Over the last decade, the culture of taking up work that is generally more rigorous in stress has become a norm. Unfortunately, in many instances, it has extended to a culture that expects individuals to take up stress-heavy work if they want to do well.
Many often feel overwhelmed with “having too much” of everything. In this fast-paced world, there is a constant need for various types of work, one after the other. If it is one project this week, there is another project the following week. Or if there is one running collaboration, more are coming in. It is a never-ending spiral of new task loads every day of the week, throughout every annual calendar.
This often results in tight deadlines making employees overwhelmed. And these deadlines are assigned without taking into consideration factors such as transport hours, planning hours, exhaustion from one position to another, etcetera. As such, one tight deadline, which may seemingly not be as difficult, is often more challenging for the person responsible in real life.
Moreover, these tight deadlines aren’t often autonomously decided by the employee. Sometimes their supervisors or workplace superiors assign tasks and expect them to complete the work at all costs. In fact, in some instances, the amount of work assigned may be more than what the employee is supposed to do based on the employment contract. Nevertheless, many employees continue to work because they expect “brownie points” for their goodwill to work hard and deliver.
There is often little scope for taking breaks within these deadlines. Modern living’s hectic pace can make it difficult for us to plan, making individuals feel unprepared for the workday and adding to their stress levels. This becomes even more challenging when they get a long period without any break due to the constant workload.
Especially within the competitive realm of today’s world, most organizations are constantly striving to stay competitive. In this race, nobody wants to risk being lagged by others because of the fear of lagging “too much.” As such, employees are expected to work hard till success is achieved. And because there is no end to that success, the cycle continues where employees try to achieve one target after another.
This competition also extends to the job market. It is common these days to have many available applicants and job-seekers for a singular role. This means the employer knows, in many cases, that they have an alternative employee standby and may therefore take the contribution for granted in a mindset that whatever contribution is made by that individual is not exclusive. This situation also results in insecurity of the employee because they know they might as well be replaced if their performance does not meet the expectation. Job contracts do not offer much job security in most instances; employees feel that they have to take up a stress-heavy workload to stay in their position.

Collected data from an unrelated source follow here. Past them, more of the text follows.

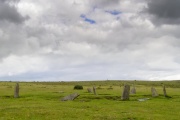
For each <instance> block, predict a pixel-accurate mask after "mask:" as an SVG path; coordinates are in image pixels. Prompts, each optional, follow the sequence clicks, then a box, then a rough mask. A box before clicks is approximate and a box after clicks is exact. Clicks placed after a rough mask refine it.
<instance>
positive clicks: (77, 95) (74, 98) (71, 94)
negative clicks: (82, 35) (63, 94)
mask: <svg viewBox="0 0 180 120" xmlns="http://www.w3.org/2000/svg"><path fill="white" fill-rule="evenodd" d="M78 96H79V94H78V93H74V94H70V95H68V96H65V97H63V98H62V99H61V101H68V100H74V99H76V98H77V97H78Z"/></svg>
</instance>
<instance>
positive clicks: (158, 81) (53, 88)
mask: <svg viewBox="0 0 180 120" xmlns="http://www.w3.org/2000/svg"><path fill="white" fill-rule="evenodd" d="M125 83H126V84H129V85H130V86H131V88H132V86H133V85H134V86H135V88H136V94H130V99H129V101H122V100H121V95H122V90H123V85H124V84H125ZM15 85H16V83H15V82H0V120H78V119H79V120H92V119H93V120H179V119H180V117H179V115H180V81H157V82H156V81H152V82H150V81H92V82H90V81H86V82H85V81H84V82H83V81H82V82H20V83H19V88H20V89H19V98H14V88H15ZM75 85H80V86H83V88H84V89H83V90H76V89H72V88H74V87H75ZM163 85H165V86H166V92H167V95H168V96H169V97H164V94H163ZM93 86H96V88H98V87H100V89H96V92H97V95H94V94H93V93H88V92H87V88H92V87H93ZM152 86H153V87H154V88H156V90H157V92H158V94H159V96H158V97H152V95H151V87H152ZM110 88H111V89H110ZM72 93H79V94H80V96H79V97H78V98H76V99H75V100H74V101H61V98H63V97H64V96H67V95H69V94H72Z"/></svg>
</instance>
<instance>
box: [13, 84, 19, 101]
mask: <svg viewBox="0 0 180 120" xmlns="http://www.w3.org/2000/svg"><path fill="white" fill-rule="evenodd" d="M18 97H19V83H16V86H15V88H14V98H18Z"/></svg>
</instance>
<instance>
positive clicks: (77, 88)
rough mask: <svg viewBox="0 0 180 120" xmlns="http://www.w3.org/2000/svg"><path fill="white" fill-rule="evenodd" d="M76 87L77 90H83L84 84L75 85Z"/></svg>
mask: <svg viewBox="0 0 180 120" xmlns="http://www.w3.org/2000/svg"><path fill="white" fill-rule="evenodd" d="M74 89H75V90H82V89H83V86H82V85H75V86H74Z"/></svg>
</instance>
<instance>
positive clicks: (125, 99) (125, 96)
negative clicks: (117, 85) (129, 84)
mask: <svg viewBox="0 0 180 120" xmlns="http://www.w3.org/2000/svg"><path fill="white" fill-rule="evenodd" d="M129 92H130V86H129V85H124V89H123V93H122V96H121V100H129Z"/></svg>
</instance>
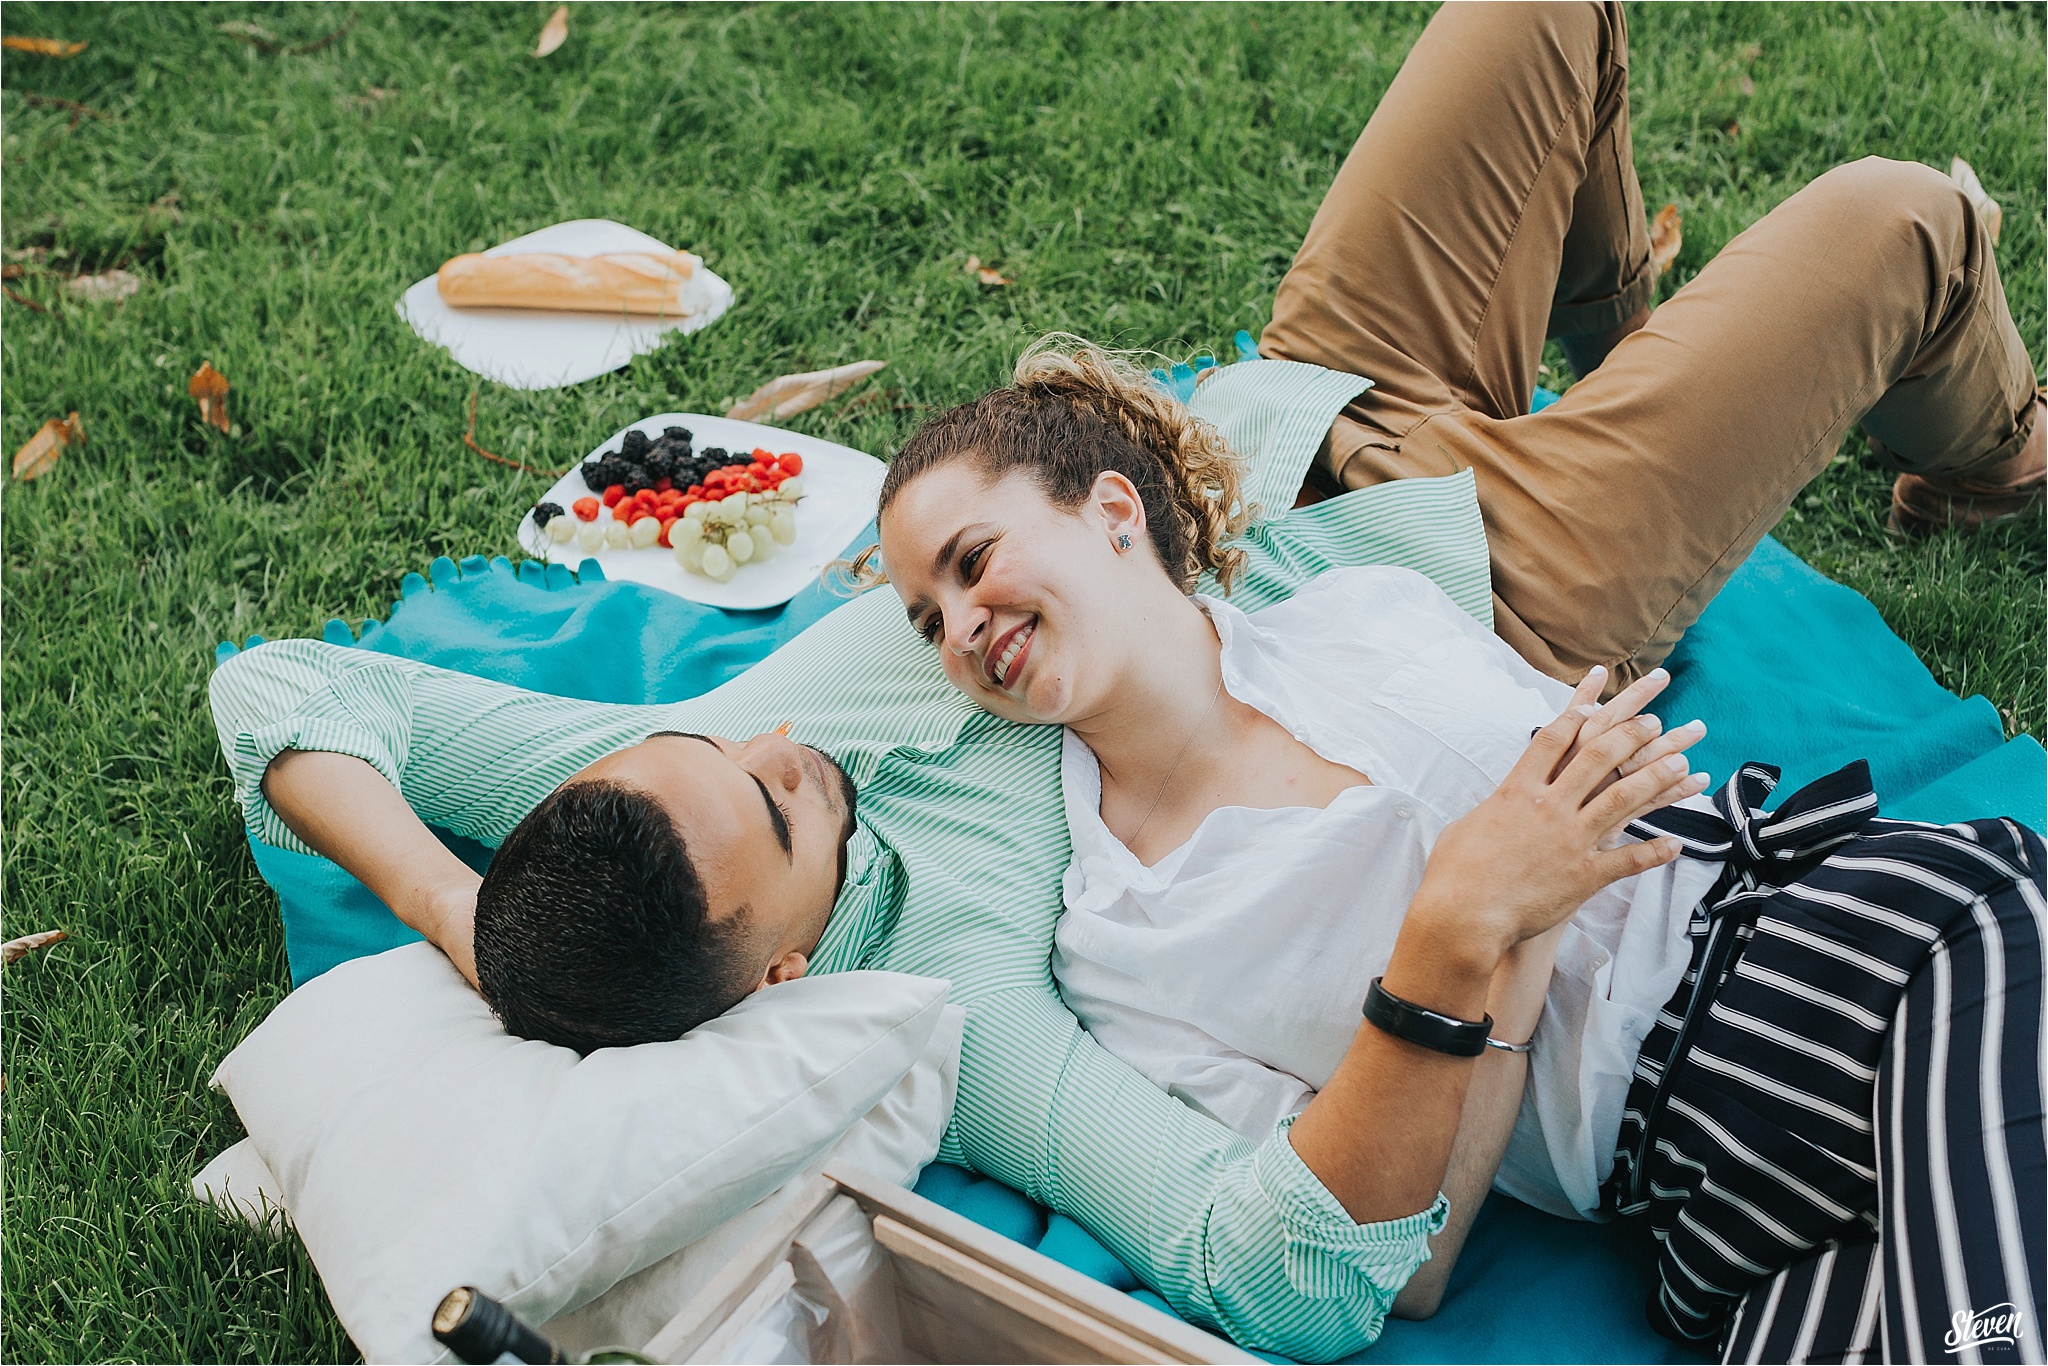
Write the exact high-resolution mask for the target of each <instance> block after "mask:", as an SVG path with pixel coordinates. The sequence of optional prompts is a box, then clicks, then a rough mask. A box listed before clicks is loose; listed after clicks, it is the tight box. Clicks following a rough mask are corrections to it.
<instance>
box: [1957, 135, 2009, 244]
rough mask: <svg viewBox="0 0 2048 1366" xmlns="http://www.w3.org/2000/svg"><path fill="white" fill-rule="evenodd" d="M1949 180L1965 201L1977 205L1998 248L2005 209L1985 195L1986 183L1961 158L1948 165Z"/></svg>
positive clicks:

Moreover, employees are often motivated in a way that they believe the only way to rise on the ladder in their organizational organogram is by working “extra” hard to stand out. They are often in the disguise of the belief that there is no alternative to that. Again, this stems from the social expectation to do well and be validated.
Mainly because employees are not free from the need for social validation from their peers and more – they too cooperate. They want to hear good remarks from their workplace superiors in their monthly or annual performance reviews. Not only may this allow them to have a promotion sooner, but this extends the feel-good emotion because they can tell themselves that they did “good enough.” Often, individuals have a unique social value if they do well at a relatively early age. It is somehow presumed to be outstanding and, therefore, celebrated. Because of this, young workers at most offices often choose to work extensively in the hope of an early career boost for themselves. Although whether the choice is coerced or not based on the pressure that social expectation puts on them is a concern, working “extra” towards a head start has become a norm.
This rush towards a headstart originates early and often before someone has joined a formal workplace. Starting from extracurricular activities at school to other competitive sports, etcetera – everyone is continuously trying to grind their way up. And this practice is often easily extended to their work life.
Because this culture is very demanding, some adjustments have occurred over time from both the employers and the employees. For instance, there are payments for extra working hours that an employee receives for working more than their primarily designated hours. Many choose to work in that scope, often willingly or sometimes even being coerced because they have other responsibilities on their shoulders for which they need to earn that little extra money.
Because the culture that has grown up is deep-rooted, many have accepted this as the norm for various reasons. And that has, as a result, overshadowed crucial concerns such as mental health, fair payment, etcetera. These concerns must come to light because fairness on all levels is essential. Moreover, these factors are integral to the employee’s well-being and are often directly correlated to the organization’s success. By addressing the core issues with expert consultation, it is plausible to create a work culture that works best for the interest of all.